Pacche sulle spalle dell’uovo pasquale e tutti a dirigersi verso le rispettive barche.
Quella di Confetto era un modesto Comet di otto metri, di solito lui usciva da solo, ma quella volta un po’ di fifa ce l’aveva sul serio, per cui, dopo un timido tentativo di avere compagnia a bordo, si rassegnò e cominciò a preparare la sua barca. Con la coda dell’occhio seguiva gli altri che vedeva fare altrettanto quindi fidando nell’altrui competenza arrivò a fugare i residui dubbi sulla inopportunità di mettersi in mare con quel tempaccio e uscì.
Due mani di terzaroli e tormentina.
La barca ancora dentro il porto partì sbandatissima.
Ma appena fuori, al traverso cominciò a rollare micidialmente. Le onde erano altissime e lo colpivano al fianco ingavonando sottovento la barca che aveva l’acqua stabilmente alla falchetta.
Di tanto in tanto Confetto, alle prese con una barra che richiedeva continui aggiustamenti, sbirciava indietro cercando segni di altre barche, ma dei suoi coraggiosi amici che l’avevano convinto a sfidare quel mare, neanche l’ombra.
Lui non sapeva che i suoi compagnoni si erano ben guardati di tirare fuori il naso dai loro giacconi di yachtmen e che adesso se ne stavano al calduccio dentro la sede del circolo a sbellicarsi dal ridere per lo scherzo che gli avevano fatto.

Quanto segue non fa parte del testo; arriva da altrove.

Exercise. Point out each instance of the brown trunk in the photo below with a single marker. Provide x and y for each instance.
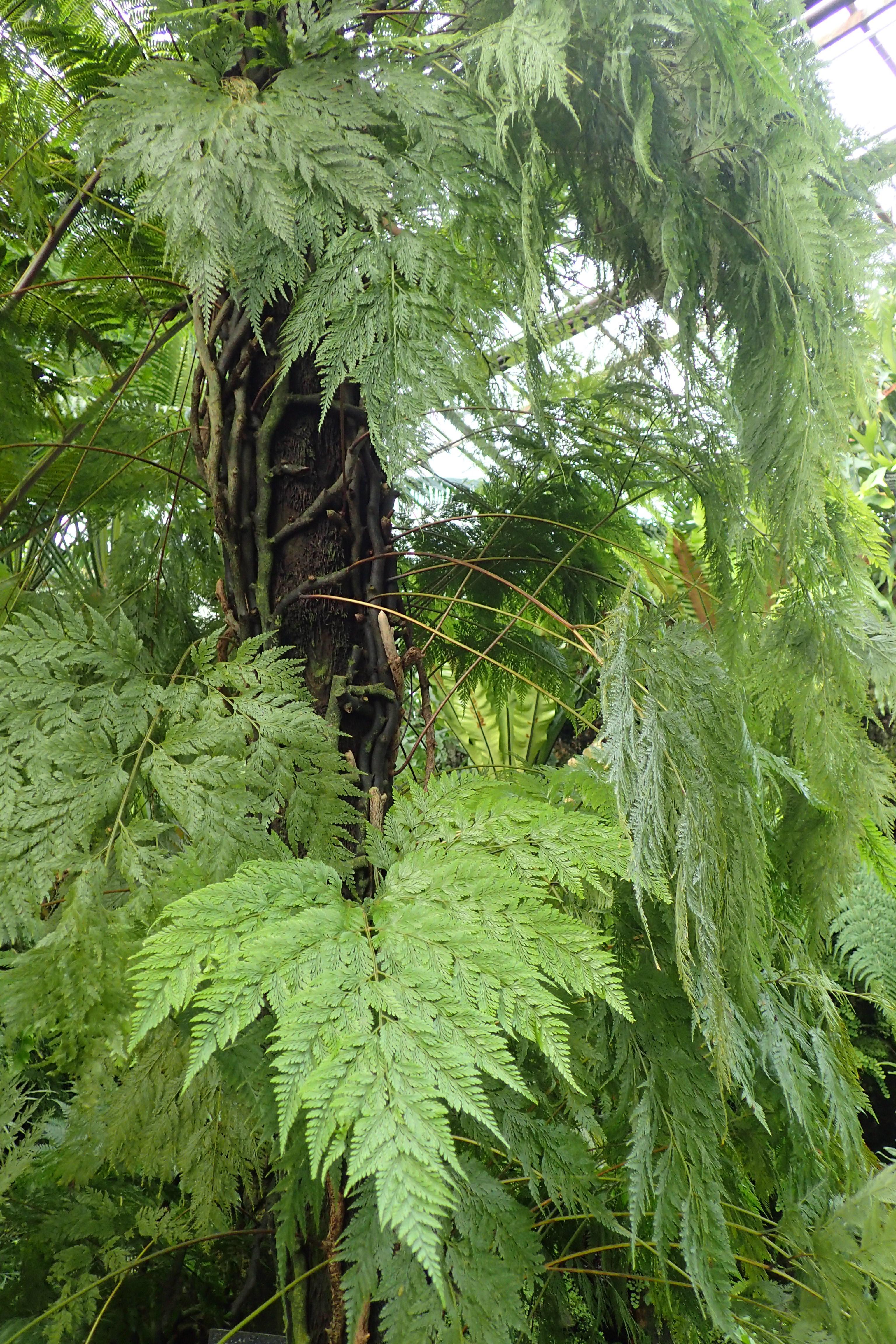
(304, 517)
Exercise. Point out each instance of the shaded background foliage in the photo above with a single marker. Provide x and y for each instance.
(574, 1044)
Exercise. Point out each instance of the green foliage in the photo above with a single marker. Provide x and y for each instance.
(574, 1041)
(386, 1013)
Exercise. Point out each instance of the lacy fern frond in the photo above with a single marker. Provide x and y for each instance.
(387, 1013)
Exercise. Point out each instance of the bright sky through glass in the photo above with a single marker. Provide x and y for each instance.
(859, 74)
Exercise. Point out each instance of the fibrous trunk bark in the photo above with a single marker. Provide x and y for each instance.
(304, 511)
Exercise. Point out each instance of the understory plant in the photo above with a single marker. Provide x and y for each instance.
(441, 902)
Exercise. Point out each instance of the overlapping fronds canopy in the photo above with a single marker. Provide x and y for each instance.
(571, 1033)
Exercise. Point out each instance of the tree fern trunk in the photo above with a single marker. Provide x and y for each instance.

Quando dopo una buona oretta si affacciò nella sua mente la certezza che l’avevano ancora una volta buggerato ben bene, si convinse quindi a tornarsene ancora una volta con le pive nel sacco.
Ma una volta con il vento sul naso Confetto realizzò subito che stavolta i suoi deliziosi amici l’avevano messo in una seria difficoltà. La barca non ce la faceva ad avanzare con l’onda frangente che la respingeva e innalzava la prua ad altezze vertiginose per poi ripiombare con un tonfo micidiale nel cavo successivo.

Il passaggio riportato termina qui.